Its interesting with early video work made using Super 8 or mastered onto VHS tape, should digital copies be made? With physical film or tape it can come to a point where it is impossible to play the work any longer, the material becomes damaged. So does the piece become a museum object? I still have early video work that only exists on VHS tape, and as with most artists I always seem to be busy with current work and rarely have time to consider archiving, but it is worth thinking about and maybe I need a plan to capture and future proof some of my back catalogue.


All done

There has been no time to blog over the last few days, its been all consuming with completing the final edit. Lots of regular saving and repeated attempts of rendering have resulted in a finished artwork. Hurray! I’m pleased with it. It has been a real challenge over the last few days as things show up on the rendered file which appeared not to be there on the editing time-line. I was totally flummoxed by two clips and only by altering them was I able to get the whole thing to render completely to my satisfaction. I have no idea why such glitches occur, such is the nature of digital processes. It gets posted tomorrow to get to London for Tuesday when the project board will take a look. Obviously I really hope they like it. The digital preservation team will be taking a copy of this blog so I need to get my proof reader on hand to give it the once over.

I hope in the next post I can communicate good news from the project board.


Audio and reversing lorries

I met with Elaine, one of the History Detectives today at NRO and we worked on the audio together. There was quite a lot of work to be done on the script I had prepared. Its much easier when there is someone who can listen to you and then make suggestions. It took all morning to get the content right, leaving the afternoon to record. Drawing upon notes sent via email from the group, the diagrams from the project sessions last year and some information sheets from the Parliamentary Archive we tried to include all the relevant information. What to leave out becomes a real issue, there is so much on each commissioner that could be included but we had clear deliberations about what was essential and what was a diversion. Such is the nature of research, it does always seem to leave you with more questions than answers. I am hoping the project indicates how this way of working could be used in the future with other documents and other collections. The video composition does offer an alternative to still images and text on web pages.

We tried recording all the audio in one go, forgetting the size of the HD file I would be trying to import into the video programme – so plan B consisted of recording bite sized pieces which worked well. When preparing to record the audio the level and diversity of noises around seemed significant, it was all just everyday things but we had to suspend recording for a bit while the library lorries in the loading bay outside the window behind us had manoeuvred into position.

I have imported the audio sections into the edit and it is working well. There are one of two sections which are too long and as I am keen to ensure the artwork comes in under 9 minutes, so there will be some re-working required. So we will meet up again next week to capture audio again. There is some re-working of the images already included to be completed which is fine and some additional images to be located. This process is enjoyable even if my computer is struggling with all the files at times.

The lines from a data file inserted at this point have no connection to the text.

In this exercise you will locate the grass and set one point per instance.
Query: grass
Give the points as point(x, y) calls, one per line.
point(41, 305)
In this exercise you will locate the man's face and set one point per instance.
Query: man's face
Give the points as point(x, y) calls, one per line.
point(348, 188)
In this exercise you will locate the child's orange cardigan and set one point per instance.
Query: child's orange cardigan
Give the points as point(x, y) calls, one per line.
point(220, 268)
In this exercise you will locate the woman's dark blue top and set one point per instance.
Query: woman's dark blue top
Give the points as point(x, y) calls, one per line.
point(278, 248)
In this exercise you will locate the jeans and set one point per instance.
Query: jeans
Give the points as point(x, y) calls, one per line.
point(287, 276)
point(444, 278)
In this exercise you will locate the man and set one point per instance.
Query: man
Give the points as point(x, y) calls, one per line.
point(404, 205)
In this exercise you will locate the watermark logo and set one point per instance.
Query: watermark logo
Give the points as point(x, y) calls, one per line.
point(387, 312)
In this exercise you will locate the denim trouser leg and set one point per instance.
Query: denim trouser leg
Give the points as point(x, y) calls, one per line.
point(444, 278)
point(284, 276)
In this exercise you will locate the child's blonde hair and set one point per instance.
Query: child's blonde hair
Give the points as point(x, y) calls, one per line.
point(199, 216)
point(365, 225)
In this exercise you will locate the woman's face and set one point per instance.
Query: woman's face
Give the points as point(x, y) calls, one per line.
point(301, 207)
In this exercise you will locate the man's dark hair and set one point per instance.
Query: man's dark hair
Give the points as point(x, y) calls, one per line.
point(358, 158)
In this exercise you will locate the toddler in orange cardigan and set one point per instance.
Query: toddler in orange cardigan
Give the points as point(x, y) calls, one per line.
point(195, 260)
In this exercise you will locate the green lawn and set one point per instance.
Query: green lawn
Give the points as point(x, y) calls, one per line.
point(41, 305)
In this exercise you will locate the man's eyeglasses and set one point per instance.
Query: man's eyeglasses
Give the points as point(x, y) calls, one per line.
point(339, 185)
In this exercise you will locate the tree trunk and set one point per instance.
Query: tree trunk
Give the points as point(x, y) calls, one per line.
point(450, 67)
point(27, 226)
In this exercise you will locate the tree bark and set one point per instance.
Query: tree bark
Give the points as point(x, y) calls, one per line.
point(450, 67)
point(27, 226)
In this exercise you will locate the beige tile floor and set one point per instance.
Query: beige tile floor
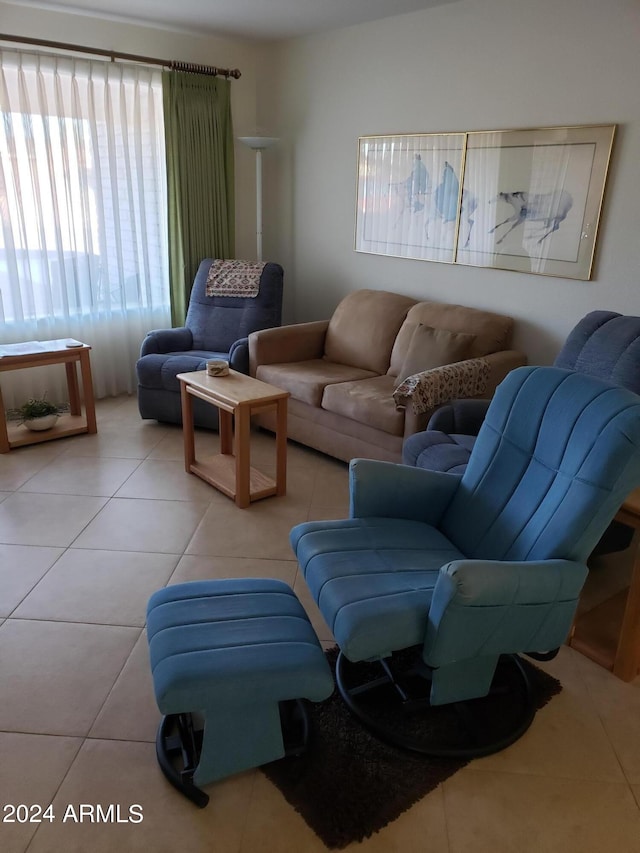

Backing up is a regular occurrence at this stage, well it has been all the way through, but now more than ever as completion draws ever closer.


Yesterday brought success. The scrolling issue has been resolved (thanks James) but has now led to a reappraisal of the opening images of the work. Two steps forward and one step back, but progress is being made. I recorded another audio trial as well which has been insightful in terms of how getting images and audio to tie together well – its going to take some time. I need to start resolving the edit and making final decisions, but I keep adding bits and pieces and finding more images to include…maybe I need to remember less is more. Time is ticking away.

Back at Norfolk Record office yesterday. I haven’t been there since last year and it was really good to see familiar faces. Captured some images of Land Tax records – the image of this beautiful marbled book cover was an early example, too early for my purposes unfortunately. As much as I love the colour I can’t include it as it would effect the integrity of the piece. Nice image though.